A Creative Vision and Loving Tribute

Ending up back where you started can feel like a step in the wrong direction, but returning to your roots is often just a different way of moving forward in life. Connor Parkhurst ’16 found himself back in his hometown of Peoria after experiencing a sudden loss, but this unexpected change in life eventually brought him a renewed opportunity to finish his education and discover the future that was waiting at home for him.

Growing up with more than 15 aunts and uncles meant that Parkhurst was encouraged from a young age to find his own identity amidst a very large family. He began seeing what his passions in life were through creativity and expression.  He said, “My family was always full of very creative and supportive people, but it was because of my cousin Michael that I fell in love with filmmaking.” Together, their passion for storytelling flourished throughout their adolescence and soon became a professional aspiration for Parkhurst.

When it was time to consider colleges, both cousins explored film school options, and Parkhurst enrolled at Southern Illinois University. However, his ambition wouldn’t let him stay put for long. After writing and directing a film that was voted best in class by his peers, Parkhurst took a gamble on himself and withdrew from school to chase his dreams in full force. “I thought of the filmmakers I loved, and they all had stories about dropping out of college,” he laughed, “but I truly did look at the industry and formulate a plan to use and build my skillset.”

Soon, he was on his way to the film industry capital: Los Angeles. He spent the next year expanding his skillset and sharing his west coast escapades with Michael. “I would always update him on what I was doing,” he recounted, “but he was battling difficult mental health issues that I was unaware of.” Sadly, these personal struggles resulted in Michael taking his own life. When Parkhurst received the heartbreaking news he decided to come home.

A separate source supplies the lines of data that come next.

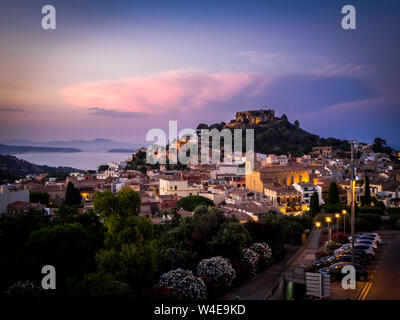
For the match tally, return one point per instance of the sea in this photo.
(78, 160)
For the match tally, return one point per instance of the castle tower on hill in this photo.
(255, 116)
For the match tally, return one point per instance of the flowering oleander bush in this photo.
(262, 249)
(331, 246)
(25, 288)
(250, 258)
(264, 252)
(217, 271)
(162, 293)
(191, 287)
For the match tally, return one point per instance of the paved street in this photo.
(383, 274)
(385, 282)
(255, 288)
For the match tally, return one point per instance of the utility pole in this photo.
(352, 201)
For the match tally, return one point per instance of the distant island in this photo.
(95, 145)
(6, 149)
(121, 151)
(12, 168)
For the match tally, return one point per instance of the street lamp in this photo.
(344, 212)
(329, 220)
(353, 144)
(337, 216)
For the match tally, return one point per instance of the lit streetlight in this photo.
(337, 216)
(329, 220)
(344, 212)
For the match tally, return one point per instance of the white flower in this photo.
(262, 249)
(218, 270)
(184, 281)
(250, 259)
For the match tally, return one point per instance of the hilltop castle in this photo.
(253, 117)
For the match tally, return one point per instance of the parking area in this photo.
(383, 273)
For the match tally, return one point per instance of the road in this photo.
(384, 281)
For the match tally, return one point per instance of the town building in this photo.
(10, 195)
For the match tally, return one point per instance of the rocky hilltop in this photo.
(277, 135)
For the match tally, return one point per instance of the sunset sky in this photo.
(115, 69)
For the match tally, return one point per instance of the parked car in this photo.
(359, 253)
(335, 271)
(371, 243)
(370, 236)
(360, 256)
(347, 258)
(360, 246)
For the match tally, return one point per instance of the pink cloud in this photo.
(166, 91)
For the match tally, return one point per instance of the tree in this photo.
(68, 247)
(380, 146)
(103, 167)
(191, 202)
(39, 196)
(125, 203)
(314, 204)
(230, 240)
(128, 202)
(367, 194)
(202, 126)
(333, 193)
(72, 195)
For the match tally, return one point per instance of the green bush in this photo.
(191, 202)
(333, 208)
(394, 218)
(331, 246)
(362, 224)
(371, 210)
(373, 219)
(393, 211)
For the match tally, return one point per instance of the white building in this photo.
(180, 188)
(274, 159)
(9, 196)
(307, 190)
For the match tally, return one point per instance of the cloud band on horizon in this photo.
(163, 92)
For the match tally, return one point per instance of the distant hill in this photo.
(6, 149)
(12, 168)
(96, 145)
(276, 135)
(121, 151)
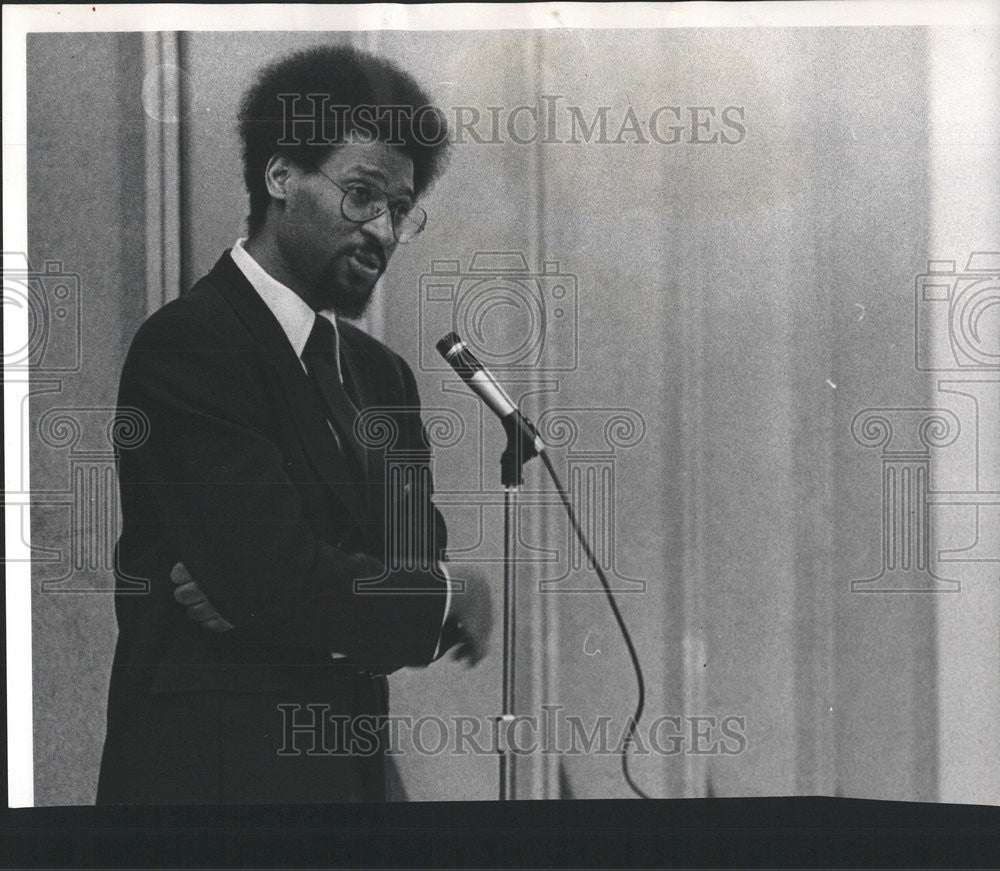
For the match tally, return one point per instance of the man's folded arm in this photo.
(211, 472)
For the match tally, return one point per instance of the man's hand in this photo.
(472, 616)
(198, 608)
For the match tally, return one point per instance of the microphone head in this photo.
(448, 344)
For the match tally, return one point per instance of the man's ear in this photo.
(277, 174)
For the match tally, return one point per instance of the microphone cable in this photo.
(634, 721)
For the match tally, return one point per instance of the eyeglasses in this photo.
(362, 203)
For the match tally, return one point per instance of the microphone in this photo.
(487, 388)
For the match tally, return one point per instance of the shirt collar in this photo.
(292, 312)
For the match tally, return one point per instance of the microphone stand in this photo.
(522, 445)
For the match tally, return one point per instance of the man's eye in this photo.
(361, 195)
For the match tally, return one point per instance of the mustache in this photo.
(373, 253)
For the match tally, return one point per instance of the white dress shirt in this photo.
(296, 319)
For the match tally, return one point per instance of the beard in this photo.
(336, 288)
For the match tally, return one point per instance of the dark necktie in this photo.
(320, 357)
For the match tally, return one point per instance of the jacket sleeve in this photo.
(212, 478)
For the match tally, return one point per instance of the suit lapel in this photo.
(353, 363)
(305, 406)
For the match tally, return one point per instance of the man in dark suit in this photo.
(253, 504)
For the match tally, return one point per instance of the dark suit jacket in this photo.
(234, 471)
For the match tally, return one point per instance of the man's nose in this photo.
(381, 228)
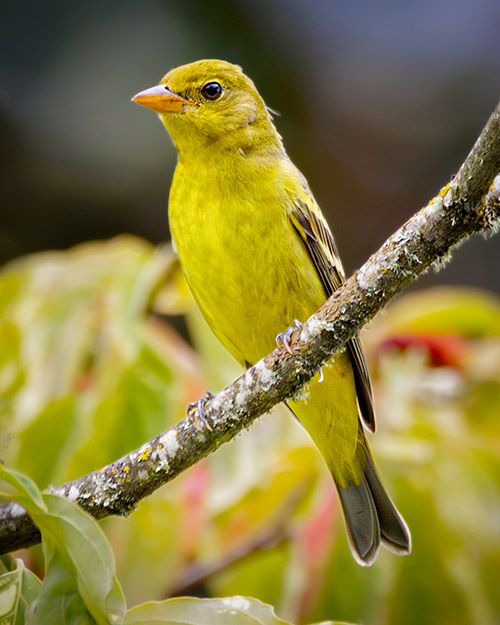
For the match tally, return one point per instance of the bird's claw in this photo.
(286, 336)
(198, 409)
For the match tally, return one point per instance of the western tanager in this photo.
(257, 254)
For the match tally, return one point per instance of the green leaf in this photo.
(227, 611)
(79, 561)
(19, 588)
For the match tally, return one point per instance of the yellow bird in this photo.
(257, 254)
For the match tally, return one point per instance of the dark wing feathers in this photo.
(321, 247)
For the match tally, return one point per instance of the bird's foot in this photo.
(197, 409)
(286, 336)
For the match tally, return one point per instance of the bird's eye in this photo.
(212, 90)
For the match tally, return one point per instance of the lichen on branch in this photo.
(469, 204)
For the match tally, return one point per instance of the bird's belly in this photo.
(250, 279)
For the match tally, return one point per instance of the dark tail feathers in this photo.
(372, 518)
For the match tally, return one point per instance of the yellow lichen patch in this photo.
(444, 190)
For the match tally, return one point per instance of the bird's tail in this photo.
(371, 517)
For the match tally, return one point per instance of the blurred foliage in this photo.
(91, 367)
(80, 585)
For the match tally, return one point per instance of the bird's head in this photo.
(211, 104)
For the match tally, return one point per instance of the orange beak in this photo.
(160, 99)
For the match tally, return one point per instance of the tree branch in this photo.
(469, 204)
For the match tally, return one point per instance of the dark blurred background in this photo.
(379, 104)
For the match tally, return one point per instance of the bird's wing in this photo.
(320, 245)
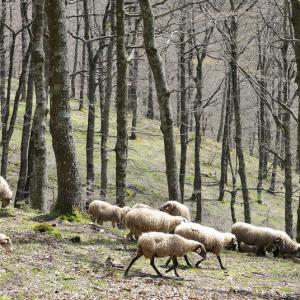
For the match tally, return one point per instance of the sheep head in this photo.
(200, 249)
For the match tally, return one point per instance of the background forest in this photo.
(148, 101)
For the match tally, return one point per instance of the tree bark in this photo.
(106, 106)
(68, 180)
(39, 180)
(296, 25)
(122, 102)
(163, 96)
(23, 172)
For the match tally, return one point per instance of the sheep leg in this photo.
(175, 265)
(187, 261)
(220, 262)
(168, 261)
(198, 263)
(154, 267)
(132, 262)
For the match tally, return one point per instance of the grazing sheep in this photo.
(287, 247)
(5, 192)
(101, 211)
(140, 205)
(175, 208)
(5, 243)
(141, 220)
(260, 237)
(214, 241)
(158, 244)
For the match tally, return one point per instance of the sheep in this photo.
(158, 244)
(5, 243)
(260, 237)
(101, 211)
(286, 247)
(140, 220)
(5, 192)
(214, 241)
(140, 205)
(176, 208)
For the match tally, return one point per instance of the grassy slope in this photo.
(43, 265)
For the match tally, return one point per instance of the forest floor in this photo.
(50, 265)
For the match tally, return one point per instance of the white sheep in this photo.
(176, 208)
(101, 211)
(158, 244)
(214, 241)
(140, 205)
(5, 192)
(140, 220)
(260, 237)
(5, 243)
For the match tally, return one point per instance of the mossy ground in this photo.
(46, 267)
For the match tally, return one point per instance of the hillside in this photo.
(52, 267)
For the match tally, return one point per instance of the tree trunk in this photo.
(2, 61)
(39, 180)
(68, 180)
(23, 173)
(122, 99)
(150, 111)
(73, 78)
(225, 141)
(106, 107)
(82, 76)
(183, 124)
(23, 10)
(163, 96)
(133, 93)
(237, 113)
(296, 25)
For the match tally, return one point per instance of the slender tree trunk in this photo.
(163, 96)
(82, 76)
(183, 108)
(238, 126)
(122, 101)
(73, 78)
(2, 61)
(39, 180)
(296, 25)
(225, 141)
(23, 10)
(134, 95)
(68, 180)
(106, 108)
(23, 173)
(150, 112)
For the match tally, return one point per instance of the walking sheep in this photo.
(5, 243)
(214, 241)
(140, 220)
(158, 244)
(5, 192)
(260, 237)
(101, 211)
(176, 208)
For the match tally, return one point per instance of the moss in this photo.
(77, 216)
(45, 227)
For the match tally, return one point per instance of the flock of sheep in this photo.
(169, 232)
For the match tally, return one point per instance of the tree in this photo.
(163, 97)
(296, 25)
(68, 180)
(122, 99)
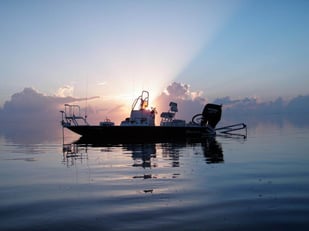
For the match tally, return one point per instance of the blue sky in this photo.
(115, 49)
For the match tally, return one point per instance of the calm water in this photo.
(227, 183)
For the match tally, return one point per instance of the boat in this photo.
(140, 125)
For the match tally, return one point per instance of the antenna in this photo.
(86, 109)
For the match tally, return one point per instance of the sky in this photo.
(112, 50)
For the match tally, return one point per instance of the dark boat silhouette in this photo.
(140, 126)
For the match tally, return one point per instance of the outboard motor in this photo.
(211, 115)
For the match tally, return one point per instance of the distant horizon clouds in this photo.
(113, 49)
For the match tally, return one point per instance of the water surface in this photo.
(226, 183)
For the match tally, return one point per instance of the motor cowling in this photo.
(211, 114)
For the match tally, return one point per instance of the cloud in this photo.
(65, 91)
(189, 102)
(32, 114)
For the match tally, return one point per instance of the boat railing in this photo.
(230, 129)
(71, 116)
(143, 98)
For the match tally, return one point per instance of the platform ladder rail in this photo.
(71, 116)
(230, 129)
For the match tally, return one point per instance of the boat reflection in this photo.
(145, 154)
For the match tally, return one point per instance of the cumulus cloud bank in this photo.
(33, 114)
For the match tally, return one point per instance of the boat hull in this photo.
(139, 133)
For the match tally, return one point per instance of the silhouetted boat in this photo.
(140, 126)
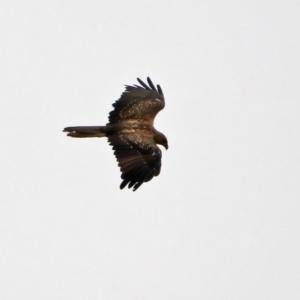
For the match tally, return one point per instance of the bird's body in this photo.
(131, 133)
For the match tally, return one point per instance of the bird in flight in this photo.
(131, 133)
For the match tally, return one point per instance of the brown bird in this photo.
(131, 133)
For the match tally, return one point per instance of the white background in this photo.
(222, 219)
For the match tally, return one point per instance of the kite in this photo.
(131, 133)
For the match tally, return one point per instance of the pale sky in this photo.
(222, 219)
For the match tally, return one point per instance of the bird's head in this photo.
(161, 139)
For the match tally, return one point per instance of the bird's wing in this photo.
(138, 156)
(138, 102)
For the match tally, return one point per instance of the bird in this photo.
(131, 133)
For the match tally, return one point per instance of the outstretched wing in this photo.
(138, 102)
(138, 156)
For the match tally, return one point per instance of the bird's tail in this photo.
(87, 131)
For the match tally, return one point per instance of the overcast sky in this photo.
(222, 219)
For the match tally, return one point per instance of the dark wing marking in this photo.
(138, 156)
(138, 102)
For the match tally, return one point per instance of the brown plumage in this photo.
(131, 133)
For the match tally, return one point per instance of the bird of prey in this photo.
(131, 133)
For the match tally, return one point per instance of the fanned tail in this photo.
(87, 131)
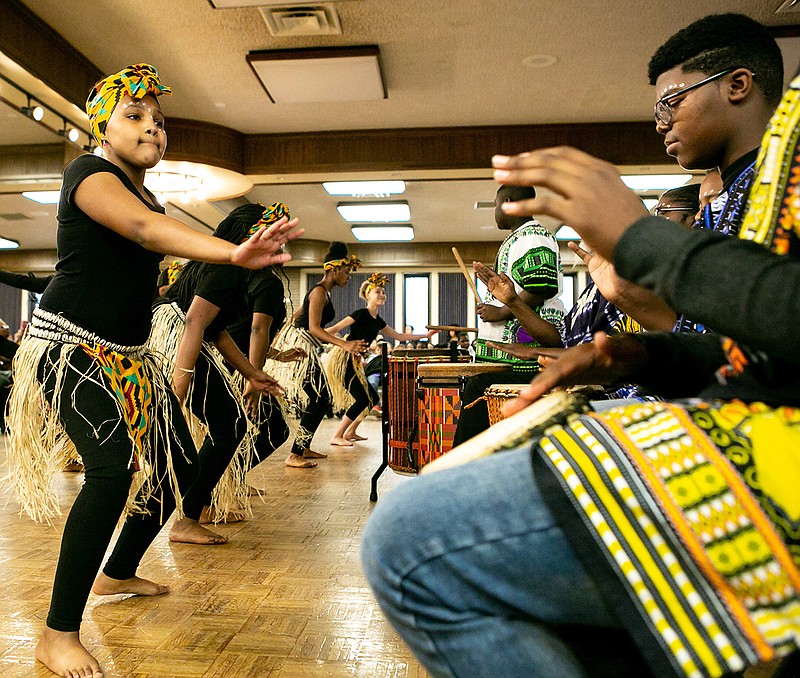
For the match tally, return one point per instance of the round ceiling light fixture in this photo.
(539, 61)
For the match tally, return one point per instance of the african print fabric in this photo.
(38, 446)
(729, 210)
(529, 256)
(688, 514)
(130, 385)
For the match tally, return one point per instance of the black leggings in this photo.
(106, 456)
(212, 404)
(272, 429)
(319, 400)
(363, 399)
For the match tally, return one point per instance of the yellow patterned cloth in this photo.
(271, 214)
(130, 385)
(137, 81)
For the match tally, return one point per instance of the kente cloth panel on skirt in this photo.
(697, 523)
(131, 386)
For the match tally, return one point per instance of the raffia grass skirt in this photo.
(231, 494)
(293, 376)
(38, 446)
(336, 371)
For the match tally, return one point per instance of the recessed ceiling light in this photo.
(539, 60)
(365, 188)
(376, 212)
(383, 233)
(42, 197)
(654, 182)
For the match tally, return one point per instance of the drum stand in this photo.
(373, 492)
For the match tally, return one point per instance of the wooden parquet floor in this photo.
(284, 598)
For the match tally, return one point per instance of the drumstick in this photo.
(447, 328)
(470, 281)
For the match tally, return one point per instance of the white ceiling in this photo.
(445, 63)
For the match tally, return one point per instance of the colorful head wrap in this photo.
(136, 80)
(375, 280)
(352, 262)
(271, 214)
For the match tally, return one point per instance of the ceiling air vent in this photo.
(788, 6)
(314, 19)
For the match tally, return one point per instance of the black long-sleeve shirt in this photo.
(740, 289)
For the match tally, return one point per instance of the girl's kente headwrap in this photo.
(136, 80)
(271, 214)
(376, 280)
(352, 262)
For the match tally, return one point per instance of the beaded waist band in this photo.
(54, 327)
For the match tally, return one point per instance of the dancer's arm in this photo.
(316, 302)
(258, 379)
(104, 198)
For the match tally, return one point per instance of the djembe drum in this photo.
(403, 406)
(527, 424)
(496, 396)
(440, 386)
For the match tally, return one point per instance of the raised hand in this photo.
(586, 193)
(606, 360)
(500, 286)
(263, 247)
(528, 352)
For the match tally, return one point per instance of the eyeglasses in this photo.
(663, 108)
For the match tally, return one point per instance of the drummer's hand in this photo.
(585, 193)
(500, 286)
(606, 360)
(355, 347)
(252, 397)
(527, 351)
(489, 313)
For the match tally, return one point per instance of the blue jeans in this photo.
(473, 572)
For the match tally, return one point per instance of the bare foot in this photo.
(63, 653)
(106, 586)
(188, 531)
(208, 516)
(296, 461)
(310, 454)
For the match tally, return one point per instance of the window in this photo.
(417, 302)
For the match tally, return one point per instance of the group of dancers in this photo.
(168, 405)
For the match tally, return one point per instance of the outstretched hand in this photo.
(587, 193)
(606, 360)
(262, 248)
(500, 286)
(527, 351)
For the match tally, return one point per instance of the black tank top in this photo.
(328, 314)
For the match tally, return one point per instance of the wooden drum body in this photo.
(403, 406)
(497, 395)
(440, 386)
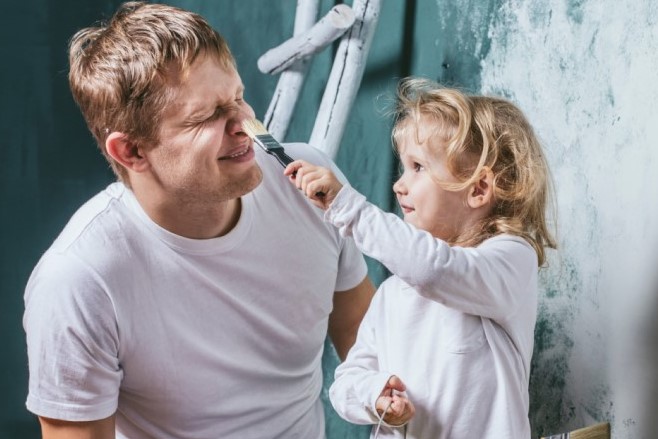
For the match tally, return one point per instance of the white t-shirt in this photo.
(189, 338)
(456, 325)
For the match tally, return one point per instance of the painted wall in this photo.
(582, 70)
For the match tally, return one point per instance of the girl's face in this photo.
(424, 203)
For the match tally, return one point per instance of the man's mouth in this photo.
(236, 154)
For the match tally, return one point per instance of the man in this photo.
(192, 298)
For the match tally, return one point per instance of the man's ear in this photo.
(481, 191)
(126, 153)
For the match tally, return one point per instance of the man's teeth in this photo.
(237, 154)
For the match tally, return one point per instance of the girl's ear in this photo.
(481, 192)
(121, 149)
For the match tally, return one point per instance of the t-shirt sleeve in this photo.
(352, 268)
(72, 342)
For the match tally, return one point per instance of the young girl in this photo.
(444, 350)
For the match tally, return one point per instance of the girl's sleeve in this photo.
(358, 381)
(489, 280)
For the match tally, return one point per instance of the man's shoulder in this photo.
(100, 219)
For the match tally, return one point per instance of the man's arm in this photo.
(349, 308)
(57, 429)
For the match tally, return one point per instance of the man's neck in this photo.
(194, 221)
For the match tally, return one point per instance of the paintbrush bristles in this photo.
(254, 127)
(598, 431)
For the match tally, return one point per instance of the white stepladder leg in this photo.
(345, 78)
(325, 31)
(291, 59)
(278, 115)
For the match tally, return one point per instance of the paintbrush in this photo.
(257, 131)
(598, 431)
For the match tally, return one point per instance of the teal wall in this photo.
(584, 72)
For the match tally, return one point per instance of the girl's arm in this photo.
(358, 381)
(489, 280)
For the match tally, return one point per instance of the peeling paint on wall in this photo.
(584, 73)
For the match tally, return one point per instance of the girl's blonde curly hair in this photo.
(479, 132)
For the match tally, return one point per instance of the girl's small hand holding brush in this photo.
(319, 184)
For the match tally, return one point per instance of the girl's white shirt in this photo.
(455, 324)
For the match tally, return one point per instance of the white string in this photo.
(381, 418)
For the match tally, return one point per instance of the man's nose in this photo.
(234, 125)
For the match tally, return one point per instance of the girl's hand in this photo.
(319, 184)
(401, 410)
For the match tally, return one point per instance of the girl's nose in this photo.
(399, 187)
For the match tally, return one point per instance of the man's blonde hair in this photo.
(478, 132)
(122, 73)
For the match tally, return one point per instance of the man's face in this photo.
(203, 155)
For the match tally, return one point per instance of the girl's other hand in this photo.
(401, 410)
(319, 184)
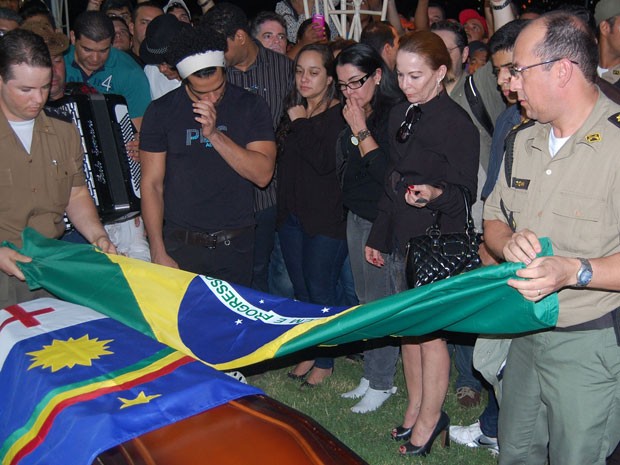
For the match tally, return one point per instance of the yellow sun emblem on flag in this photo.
(141, 398)
(66, 354)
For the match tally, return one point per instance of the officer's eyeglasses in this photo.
(517, 71)
(412, 116)
(354, 84)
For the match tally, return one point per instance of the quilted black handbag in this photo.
(436, 255)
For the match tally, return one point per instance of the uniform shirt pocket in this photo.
(578, 217)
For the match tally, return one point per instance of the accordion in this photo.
(105, 127)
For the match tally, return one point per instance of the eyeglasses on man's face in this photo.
(517, 71)
(412, 116)
(354, 84)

“I was completely lost and kept wondering what to do next,” Parkhurst said. He began to heal and find himself again after choosing to return to school. “I decided to finish my bachelor degree, and Bradley was the answer because it was a close comfort for me.”

The journey wasn’t easy as Parkhurst experienced moments of self-doubt, but he was re-assured and supported at Bradley. “I felt so lost, but the teachers at Bradley care,” he said.They saw what I wanted to do and helped shape who I am today.” More than just a degree, his time at Bradley paved the path to his next step forward.

“During my senior year I started my own company,” he said, “and the whole time I kept thinking of Michael and how I could keep his memory alive.” His cousin’s legacy took on new meaning when he named his new venture Hoop House Creative, after Michael’s volunteer work building garden spaces with Peoria’s Southside Mission.

Like the plants that thrive in these nurseries, Hoop House Creative provided fertile ground for Parkhurst’s passions to take root and blossom. The company provides photography and videography services with a penchant for rich visual storytelling. His determination created something that not only allowed him to live his dreams, but also bring Michael along for the ride as Hoop House continues to grow.